I’d like to try a slightly different approach.  There’s one common thread running through all the technology that’s appeared in recent years: new tech grants power to individuals, and takes power away from “authorities” (be they government, commercial or otherwise).  Here’s a few examples:

  • Online file sharing gives power to music lovers, and takes it away from record companies.  Done right, this results in a direct relationship between the music lover and the artist (the individuals), and the record company (the authority) either becomes irrelevant or seriously rethinks its business model.
  • Mass near-instantaneous communication via the internet (blogs, twitter, etc.) and mobile phones takes power away from large centralised news providers, routes around censorship and gives individuals the ability to decide what sources of information to consider and what to ignore.
  • That same communication tech affords the ability for people to organise in a hurry like never before (flashmobs, the occupy movement, the Arab spring).
  • Everyone has a camera now.  Police brutality is a lot harder to get away with, or at least a lot harder to hide.
  • Large volumes of government data are available for public use (census, climate, budget, geospatial, etc.)
  • Organisations like GetUp and Avaaz now exist to give individuals a voice by running petitions, organising protests, funding advertising campaigns and lobbying governments.
  • Social networks (whatever you may say about the sale of personal data to advertisers), are (at least overtly) about putting individuals in touch with the people they actually want to be in touch with.  If they stop facilitating that, people will leave.
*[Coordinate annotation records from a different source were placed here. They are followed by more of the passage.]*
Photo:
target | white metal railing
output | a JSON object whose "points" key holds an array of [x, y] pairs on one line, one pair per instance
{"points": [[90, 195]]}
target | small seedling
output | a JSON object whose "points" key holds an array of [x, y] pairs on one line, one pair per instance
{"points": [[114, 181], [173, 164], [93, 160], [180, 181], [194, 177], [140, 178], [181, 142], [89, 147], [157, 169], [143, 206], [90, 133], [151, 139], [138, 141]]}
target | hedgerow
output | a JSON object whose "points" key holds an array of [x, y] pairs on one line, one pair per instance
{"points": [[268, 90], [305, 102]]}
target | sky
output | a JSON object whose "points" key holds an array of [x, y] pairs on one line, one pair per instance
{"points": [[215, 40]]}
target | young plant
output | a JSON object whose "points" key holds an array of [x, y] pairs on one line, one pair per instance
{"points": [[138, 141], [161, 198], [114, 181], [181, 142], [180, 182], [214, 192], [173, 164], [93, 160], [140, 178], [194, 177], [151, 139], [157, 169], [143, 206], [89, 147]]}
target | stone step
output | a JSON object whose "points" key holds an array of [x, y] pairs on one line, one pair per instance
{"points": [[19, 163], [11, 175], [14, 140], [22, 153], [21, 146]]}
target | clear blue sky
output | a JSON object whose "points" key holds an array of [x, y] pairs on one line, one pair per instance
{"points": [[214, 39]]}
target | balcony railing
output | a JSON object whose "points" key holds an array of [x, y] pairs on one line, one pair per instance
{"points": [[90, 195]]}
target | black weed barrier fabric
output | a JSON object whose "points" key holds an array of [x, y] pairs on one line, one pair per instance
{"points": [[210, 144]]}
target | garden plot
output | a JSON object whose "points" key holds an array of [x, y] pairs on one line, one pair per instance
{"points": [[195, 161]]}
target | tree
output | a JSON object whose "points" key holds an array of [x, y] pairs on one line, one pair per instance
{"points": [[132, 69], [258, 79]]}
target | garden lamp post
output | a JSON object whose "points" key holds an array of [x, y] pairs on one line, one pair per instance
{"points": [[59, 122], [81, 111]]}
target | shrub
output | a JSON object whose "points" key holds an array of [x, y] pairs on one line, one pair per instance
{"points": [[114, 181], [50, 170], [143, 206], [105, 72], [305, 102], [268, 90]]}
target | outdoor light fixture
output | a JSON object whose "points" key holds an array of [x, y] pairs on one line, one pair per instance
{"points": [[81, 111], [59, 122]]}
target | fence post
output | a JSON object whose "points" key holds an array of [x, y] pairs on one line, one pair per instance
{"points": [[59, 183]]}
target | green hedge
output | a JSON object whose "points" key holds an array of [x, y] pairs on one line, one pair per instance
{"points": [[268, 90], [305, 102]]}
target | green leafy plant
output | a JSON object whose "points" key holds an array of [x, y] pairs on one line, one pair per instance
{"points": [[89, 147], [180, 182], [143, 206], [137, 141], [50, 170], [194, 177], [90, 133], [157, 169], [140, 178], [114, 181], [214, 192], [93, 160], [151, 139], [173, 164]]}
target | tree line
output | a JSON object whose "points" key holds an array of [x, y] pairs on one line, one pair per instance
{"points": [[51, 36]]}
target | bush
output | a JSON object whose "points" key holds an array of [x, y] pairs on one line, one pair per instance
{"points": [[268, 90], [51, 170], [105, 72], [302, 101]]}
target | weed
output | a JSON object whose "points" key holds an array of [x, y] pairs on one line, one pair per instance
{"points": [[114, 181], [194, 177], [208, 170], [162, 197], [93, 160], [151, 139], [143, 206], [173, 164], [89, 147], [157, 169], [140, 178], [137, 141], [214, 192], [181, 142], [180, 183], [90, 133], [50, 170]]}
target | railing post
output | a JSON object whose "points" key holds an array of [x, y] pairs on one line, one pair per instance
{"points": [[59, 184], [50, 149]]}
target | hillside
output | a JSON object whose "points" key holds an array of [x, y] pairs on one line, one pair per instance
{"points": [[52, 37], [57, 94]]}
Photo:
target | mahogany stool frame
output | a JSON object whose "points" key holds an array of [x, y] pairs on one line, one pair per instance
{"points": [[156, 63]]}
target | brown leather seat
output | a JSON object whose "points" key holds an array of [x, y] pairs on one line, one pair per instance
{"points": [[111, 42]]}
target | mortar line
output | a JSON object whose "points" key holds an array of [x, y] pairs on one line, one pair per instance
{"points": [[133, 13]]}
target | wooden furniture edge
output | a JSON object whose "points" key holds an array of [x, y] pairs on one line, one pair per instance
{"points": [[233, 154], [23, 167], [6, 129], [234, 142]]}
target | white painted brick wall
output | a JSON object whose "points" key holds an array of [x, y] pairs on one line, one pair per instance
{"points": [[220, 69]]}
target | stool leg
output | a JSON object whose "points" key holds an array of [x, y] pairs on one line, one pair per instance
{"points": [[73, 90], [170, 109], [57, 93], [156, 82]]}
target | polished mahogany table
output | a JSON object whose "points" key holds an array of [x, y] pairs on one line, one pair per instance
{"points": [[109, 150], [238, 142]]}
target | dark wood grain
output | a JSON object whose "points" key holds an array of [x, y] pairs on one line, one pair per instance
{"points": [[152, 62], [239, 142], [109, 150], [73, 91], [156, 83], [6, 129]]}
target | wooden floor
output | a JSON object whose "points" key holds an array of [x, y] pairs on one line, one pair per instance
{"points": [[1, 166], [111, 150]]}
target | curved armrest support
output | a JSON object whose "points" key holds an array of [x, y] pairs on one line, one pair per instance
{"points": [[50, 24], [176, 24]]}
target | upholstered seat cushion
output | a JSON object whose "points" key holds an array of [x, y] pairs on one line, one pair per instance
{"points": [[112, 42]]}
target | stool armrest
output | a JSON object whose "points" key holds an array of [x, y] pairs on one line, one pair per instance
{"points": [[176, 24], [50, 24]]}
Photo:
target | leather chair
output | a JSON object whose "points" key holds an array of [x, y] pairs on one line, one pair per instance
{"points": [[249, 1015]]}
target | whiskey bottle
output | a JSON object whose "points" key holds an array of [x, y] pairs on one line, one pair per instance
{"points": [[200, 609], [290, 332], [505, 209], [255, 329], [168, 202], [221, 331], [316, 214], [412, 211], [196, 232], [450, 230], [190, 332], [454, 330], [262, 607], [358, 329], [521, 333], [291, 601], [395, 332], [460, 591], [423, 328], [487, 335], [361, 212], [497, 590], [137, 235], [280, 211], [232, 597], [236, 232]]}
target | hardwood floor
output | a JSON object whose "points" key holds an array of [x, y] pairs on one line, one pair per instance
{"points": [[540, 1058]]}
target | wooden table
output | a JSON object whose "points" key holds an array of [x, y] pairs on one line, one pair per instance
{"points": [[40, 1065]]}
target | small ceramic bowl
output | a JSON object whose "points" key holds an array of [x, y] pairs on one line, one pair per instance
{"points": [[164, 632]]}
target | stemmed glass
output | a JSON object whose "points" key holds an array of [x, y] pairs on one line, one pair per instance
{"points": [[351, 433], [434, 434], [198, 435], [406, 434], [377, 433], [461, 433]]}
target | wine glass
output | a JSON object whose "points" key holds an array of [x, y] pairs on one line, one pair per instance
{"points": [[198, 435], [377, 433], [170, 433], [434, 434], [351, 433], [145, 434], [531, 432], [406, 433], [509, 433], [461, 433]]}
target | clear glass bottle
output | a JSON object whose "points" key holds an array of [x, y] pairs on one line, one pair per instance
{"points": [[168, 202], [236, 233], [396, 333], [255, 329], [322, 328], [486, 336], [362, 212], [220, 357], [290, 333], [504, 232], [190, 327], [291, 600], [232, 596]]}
All of these things are what you might call democratising technologies.  3D printing is too, but with one important difference – most of the above technologies, while they have a very real impact on humans, are essentially ephemeral.  They’re mostly about shuffling data around.  3D printing actually causes new objects to physically manifest.  Things that you ordinarily wouldn’t be able to make cheaply (or at all), or that would require a large investment in plant or equipment are, or soon will be, fairly easy to create.  This goes way beyond providing the world with interconnects for lego (although that is admittedly very cool).  Recently the first complete patient-specific lower jawbone replacement was built by a 3D printer.  And if someone can make 3D printed food viable, that’s a big step on the road to a post-scarcity world.  And that changes everything.

That some people will create weapons with this technology is a risk, but I think this risk pales in comparison to the potential benefits to us all.  I also think that in the future, people who print weapons with evil intent are going to be in the minority as much as people who use weapons with evil intent are now.

How can we ensure this?  By remembering that our existing laws cover violence regardless of how any weapon was manufactured.  By recognising that when the balance of power rests with individuals, the most important thing we can do is try to build a loving, respectful, healthy society, populated with responsible individuals.  By putting money into health and education, instead of giving in to fear and expanding surveillance of citizens under the guise of national security.  By encouraging tolerance, respect and forgiveness. By teaching that if you desire rights like “life, liberty and security of person”, then it is your responsibility to respect that everyone else has each and every one of those rights too, and you do not have the right to violate them.